Daughter says mom feared she was being chased on day of double fatality on U.S. 59

A woman accused of killing two highway workers and injuring a third didn’t stop until she was more than 25 miles away from the scene of the fatal accident, according to a Kansas Highway Patrol trooper.

The trooper’s testimony came during the third day of trial for 49-year-old Ramona Morgan.

Morgan is charged with two counts of second-degree murder and one count of aggravated battery in connection with the Sept. 11, 2007, accident in a construction zone on U.S. Highway 59.

Trooper Todd Brooks told jurors he heard the description of the vehicle involved in the accident and began following a truck with heavy front-end damage and a smashed windshield just west of Overbrook.

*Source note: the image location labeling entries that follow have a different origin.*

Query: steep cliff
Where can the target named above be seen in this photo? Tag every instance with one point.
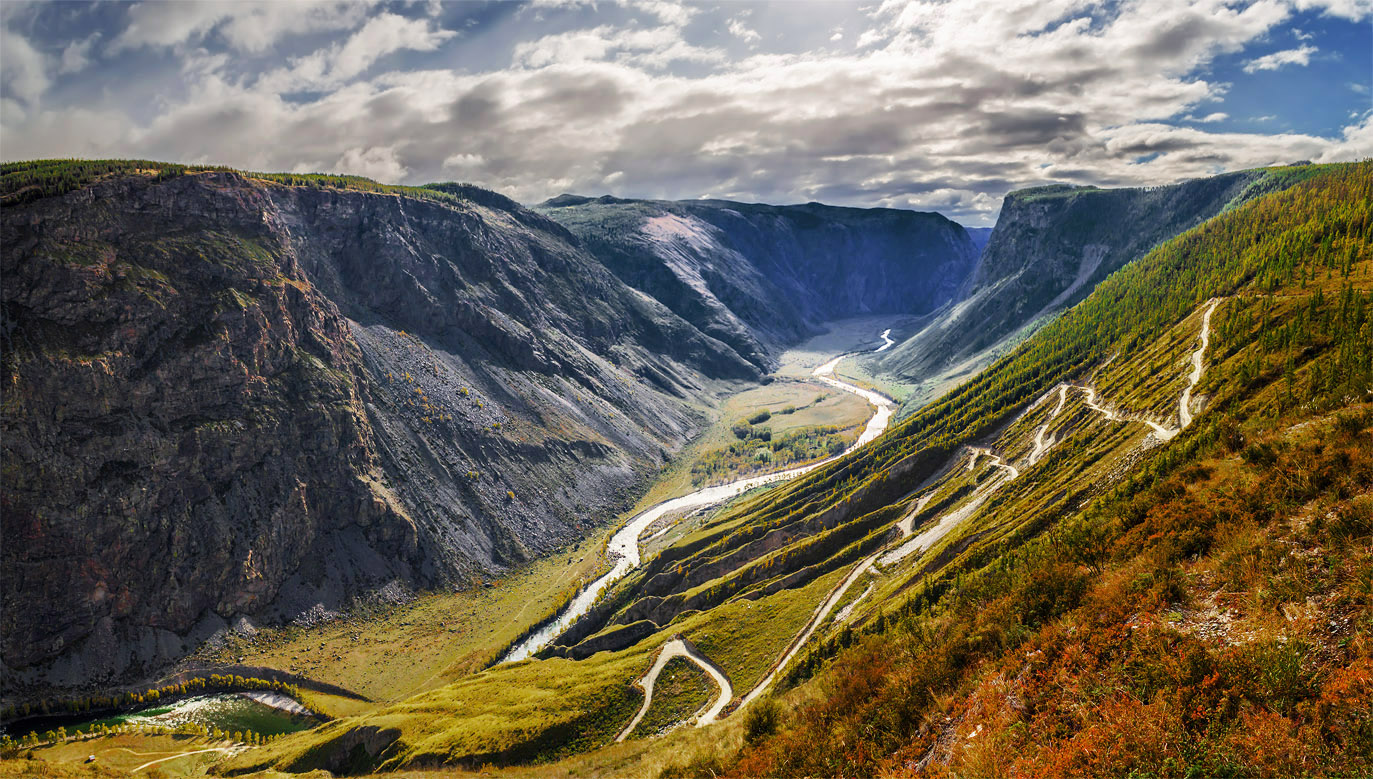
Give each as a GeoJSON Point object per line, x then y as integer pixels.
{"type": "Point", "coordinates": [1049, 249]}
{"type": "Point", "coordinates": [757, 276]}
{"type": "Point", "coordinates": [224, 397]}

Brooks testified that Morgan, whom he identified in court Thursday as the driver of the truck, did not pull over until stop sticks were used to flatten her two front tires south of Scranton in Osage County.

When troopers searched the vehicle for evidence, they found 30-year-old accident victim Tyrone Korte’s cell phone stuck in the grill of the truck.

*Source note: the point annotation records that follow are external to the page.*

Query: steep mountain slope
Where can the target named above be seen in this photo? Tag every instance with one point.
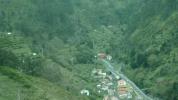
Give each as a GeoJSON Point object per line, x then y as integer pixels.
{"type": "Point", "coordinates": [57, 40]}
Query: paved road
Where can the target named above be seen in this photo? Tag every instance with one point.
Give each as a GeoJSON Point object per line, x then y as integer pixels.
{"type": "Point", "coordinates": [136, 89]}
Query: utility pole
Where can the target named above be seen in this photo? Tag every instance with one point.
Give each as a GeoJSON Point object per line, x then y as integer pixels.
{"type": "Point", "coordinates": [18, 95]}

Korte and 24-year-old Rolland Griffith were both killed as they worked on a repaving project on U.S. Highway 59 near Pleasant Grove.

Earlier in the day, Morgan’s daughter Sabrina testified that her mother was frightened that someone was chasing them across Missouri and Kansas the day leading up to and during the fatal hit-and-run accident.

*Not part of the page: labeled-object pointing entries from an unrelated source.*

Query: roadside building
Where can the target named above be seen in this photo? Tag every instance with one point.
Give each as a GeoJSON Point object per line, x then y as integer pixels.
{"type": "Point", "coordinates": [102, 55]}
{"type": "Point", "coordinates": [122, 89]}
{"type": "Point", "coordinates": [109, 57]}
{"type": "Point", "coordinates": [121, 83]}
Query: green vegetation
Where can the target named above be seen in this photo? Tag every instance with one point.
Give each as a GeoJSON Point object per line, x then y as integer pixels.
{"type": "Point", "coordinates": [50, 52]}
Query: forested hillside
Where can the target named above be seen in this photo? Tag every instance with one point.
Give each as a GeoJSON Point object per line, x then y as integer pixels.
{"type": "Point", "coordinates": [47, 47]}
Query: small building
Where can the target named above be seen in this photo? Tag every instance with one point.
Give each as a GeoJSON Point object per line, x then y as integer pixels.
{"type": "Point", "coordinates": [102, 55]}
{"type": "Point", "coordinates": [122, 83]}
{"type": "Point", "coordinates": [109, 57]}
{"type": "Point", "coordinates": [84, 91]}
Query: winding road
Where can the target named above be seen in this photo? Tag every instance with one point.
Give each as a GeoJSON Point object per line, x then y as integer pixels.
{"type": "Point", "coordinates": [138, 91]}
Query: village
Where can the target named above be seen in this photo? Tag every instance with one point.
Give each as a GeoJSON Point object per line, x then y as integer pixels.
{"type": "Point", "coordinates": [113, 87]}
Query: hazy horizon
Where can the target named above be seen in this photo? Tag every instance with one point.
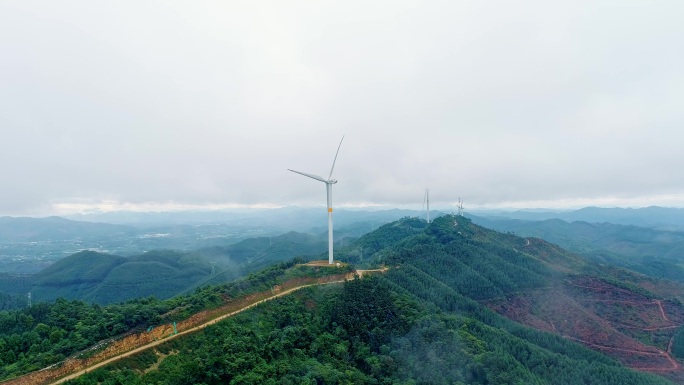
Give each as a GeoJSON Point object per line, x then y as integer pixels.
{"type": "Point", "coordinates": [162, 106]}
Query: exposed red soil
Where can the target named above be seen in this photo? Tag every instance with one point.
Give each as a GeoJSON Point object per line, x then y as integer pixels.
{"type": "Point", "coordinates": [134, 343]}
{"type": "Point", "coordinates": [605, 318]}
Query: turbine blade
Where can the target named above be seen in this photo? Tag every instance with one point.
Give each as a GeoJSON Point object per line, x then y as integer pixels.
{"type": "Point", "coordinates": [309, 175]}
{"type": "Point", "coordinates": [335, 160]}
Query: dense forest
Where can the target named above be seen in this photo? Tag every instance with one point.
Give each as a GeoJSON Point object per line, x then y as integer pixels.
{"type": "Point", "coordinates": [367, 332]}
{"type": "Point", "coordinates": [431, 318]}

Sabrina Morgan, 27, under subpoena from prosecutors, briefly testified about being a passenger in a truck that her mother drove.

But Eve Kemple, an assistant Douglas County district attorney, never asked Sabrina Morgan whether her mother struck two people while driving through the construction zone that morning on U.S. Highway 59 about five miles south of Lawrence.

With short answers to questions and long pauses, as her eyes darted around the courtroom, Sabrina Morgan recounted how she came with her mother to buy property in Missouri, but they were upset with the condition of the land.

She said her mother also had called 911 in Missouri because she believed someone was chasing them and trying to shoot at them. The Morgans stayed the night at a Gardner hotel on Sept. 10, and Ramona Morgan believed someone was looking at their pickup truck in the parking lot.

Sabrina Morgan said she had not slept much during those days because her mother wouldn’t let her rest because she said she was being chased.

Sabrina Morgan was originally charged with aiding a felon in Osage County, but the charges were later dropped.